Geology of the cassiterite mineralisation in the Rutongo area, Rwanda (Central Africa): current state of knowledge
Department of Geology and Mineralogy, Royal Museum for Central Africa, Leuvensesteenweg 13, B-3080 Tervuren, Belgium. E-mail: Stijn.Dewaele@africamuseum.be
Geodynamics & Geofluids Research Group, Katholieke Universiteit Leuven, Celestijnenlaan 200E, B-3001 Leuven, Belgium
Geodynamics & Geofluids Research Group, Katholieke Universiteit Leuven, Celestijnenlaan 200E, B-3001 Leuven, Belgium
Geodynamics & Geofluids Research Group, Katholieke Universiteit Leuven, Celestijnenlaan 200E, B-3001 Leuven, Belgium
University of Manchester, School of Earth, Atmospheric and Environmental Sciences, Oxford Road, Manchester M13 9PL, United Kingdom
Scottish Universities Environmental Research Centre, Rankine Avenue, Scottish Enterprise Technology Park, East Kilbride G75 0QF, Scotland, UK
Department of Geology and Mineralogy, Royal Museum for Central Africa, Leuvensesteenweg 13, B-3080 Tervuren, Belgium
Abstract
The Mesoproterozoic Kibara orogen in Central Africa hosts different granite-related rare element deposits that contain cassiterite, columbite-tantalite (“coltan”), wolframite, beryl, spodumene, etc. as typical minerals.
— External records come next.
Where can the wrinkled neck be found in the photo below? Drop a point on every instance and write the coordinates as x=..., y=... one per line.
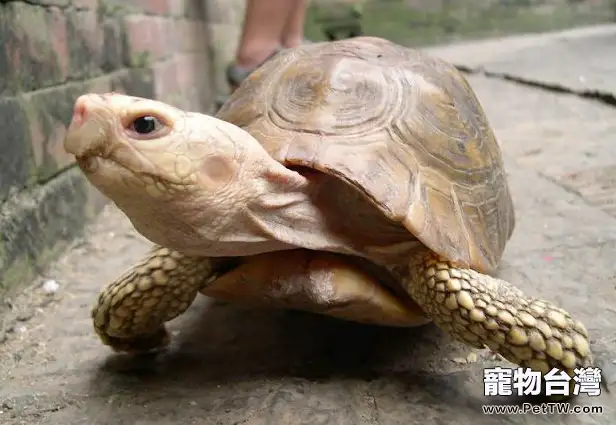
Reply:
x=289, y=209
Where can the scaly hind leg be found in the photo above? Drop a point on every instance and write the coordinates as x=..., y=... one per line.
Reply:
x=130, y=313
x=481, y=310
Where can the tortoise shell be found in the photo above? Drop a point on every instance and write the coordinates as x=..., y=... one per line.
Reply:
x=403, y=128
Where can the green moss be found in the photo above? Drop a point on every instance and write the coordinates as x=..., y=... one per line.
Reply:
x=394, y=20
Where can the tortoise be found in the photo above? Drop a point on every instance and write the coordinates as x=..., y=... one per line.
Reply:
x=359, y=148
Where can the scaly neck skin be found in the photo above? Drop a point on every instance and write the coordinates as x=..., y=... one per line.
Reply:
x=288, y=209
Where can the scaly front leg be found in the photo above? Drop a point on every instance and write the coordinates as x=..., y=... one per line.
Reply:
x=131, y=311
x=480, y=310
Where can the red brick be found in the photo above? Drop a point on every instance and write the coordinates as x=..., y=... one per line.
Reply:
x=158, y=7
x=86, y=43
x=145, y=34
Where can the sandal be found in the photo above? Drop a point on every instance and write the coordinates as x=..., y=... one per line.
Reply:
x=237, y=74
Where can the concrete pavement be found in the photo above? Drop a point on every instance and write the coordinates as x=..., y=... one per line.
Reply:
x=232, y=365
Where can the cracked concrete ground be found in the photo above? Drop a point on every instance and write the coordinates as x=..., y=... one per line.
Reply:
x=234, y=365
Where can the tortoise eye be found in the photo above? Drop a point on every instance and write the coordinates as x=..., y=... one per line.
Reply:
x=145, y=125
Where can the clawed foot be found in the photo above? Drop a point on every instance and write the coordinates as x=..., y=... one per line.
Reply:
x=137, y=345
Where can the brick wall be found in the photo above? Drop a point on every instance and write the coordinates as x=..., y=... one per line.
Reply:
x=53, y=51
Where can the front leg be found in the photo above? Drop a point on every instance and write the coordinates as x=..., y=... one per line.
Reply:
x=130, y=313
x=480, y=310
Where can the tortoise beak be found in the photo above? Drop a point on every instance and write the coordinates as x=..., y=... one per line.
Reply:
x=86, y=133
The primary deposits of these minerals are formed by pegmatites and quartz veins that have historically been related to the youngest, most evolved G4-granite generation in the northern part of the Kibara orogen. This study focuses on quartz vein-type cassiterite mineralisation in the Rutongo area in Rwanda.
The Rutongo area consists of a large anticline that is characterised by the presence of cassiterite-mineralised quartz vein sets that dominantly occur in quartzites. The emplacement of the quartz veins has been related to a later phase in the deformation history of the Kibara orogeny. The mineralised quartz veins are associated with intense alteration, comprising silicification, tourmalinisation, sericitisation and muscovitisation. Cassiterite itself is associated with muscovite in fractures in and along the margins of the quartz veins. Cassiterite crystallisation is followed by the precipitation of different sulphides, such as arsenopyrite, pyrite, chalcopyrite and galena. Cassiterite mineralisation resulted from the circulation of high-temperature and moderate-salinity fluids with a H2O-CO2-(CH4-N2)-NaCl composition. The stable isotopic composition of the cassiterite mineralising fluids indicates precipitation during metamorphic hydrothermal conditions, during which the metamorphic fluids where in isotopic equilibrium with granitic rocks. The circulation of these fluids probably resulted in the remobilisation of the Sn from these magmatic rocks, as indicated by the relative low Sn concentration of the specialised G4-granites. 40Ar-39Ar age dating of muscovite associated with the mineralisation gives an integrated age of 869 7 Ma, which is clearly younger than the age of the G4-granites (~986 Ma) and the pegmatites with associated columbite-tantalite mineralisation (~965 Ma) in the area. Based on this large time gap, the 40Ar-39Ar age is interpreted to reflect a hydrothermal event post-dating the emplacement of the Kigali granite, only indicating a possible minimum age for the formation of the cassiterite mineralisation.
Based on the structural setting, petrographical observations, the geochemistry of the G4-granites, stable isotope geochemistry, we therefore propose a model in which Sn was mobilised from primary magmatic rocks by a metamorphic hydrothermal fluid system that was generated after crystallisation of the granites and pegmatites. Cassiterite was precipitated in structurally controlled locations, together with the alteration of the host-rocks.